The model performance was validated and reported on the original and perturbed datasets using the C-index as the evaluation metric. Two observations may warrant attention. First, the model performance consistency between the original and perturbed datasets might be a qualitative indicator of model performance reliability against the simulated randomizations. Second, the model performance variance with perturbed datasets may reflect the model’s sensitivity to slight fluctuations. A qualitative assessment of model reliability could be performed by comparing the model performance on the original and perturbed data.

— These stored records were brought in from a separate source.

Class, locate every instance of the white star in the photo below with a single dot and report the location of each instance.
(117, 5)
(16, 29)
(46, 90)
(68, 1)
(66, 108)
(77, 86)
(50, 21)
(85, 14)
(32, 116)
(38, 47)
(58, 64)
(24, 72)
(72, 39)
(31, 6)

Model Reliability Quantification
In addition to the qualitative analysis of model reliability, a quantification metric, the ICC, was proposed to evaluate model reliability under randomization. The ICC is often used as a reliability index for inter-rater reliability analysis 48, and several radiomic studies have used this measure to quantify feature reproducibility 13,49,50.
The model reliability ICC reflects the extent to which the measurements can be replicated. We aimed to determine whether model predictions can be repeatedly measured/produced after adding plausible randomizations to the images and segmentations both for the same patient and across the entire dataset. As each perturbed dataset was simulated randomly and the model was expected to yield an identical outcome, the one-way random effects with absolute agreement, ICC(1, 1), were calculated to quantify the model’s reliability, with patients as the subjects and perturbations as the raters 48. ICC values range between 0 and 1, with values closer to 1 representing more robust reliability. Typically, ICC values less than 0.5, between 0.5 and 0.75, between 0.75 and 0.9, and greater than 0.9 indicate poor, moderate, good, and excellent reliability, respectively 48.
Model Reliability Validation
To validate the calculation of model robustness, the same experiment was repeated with highly reliable features (ICC > 0.75). This validation aimed to verify the sensitivity of the ICC in response to changes in model input reliability. An increase in feature robustness was expected to increase the model ICC.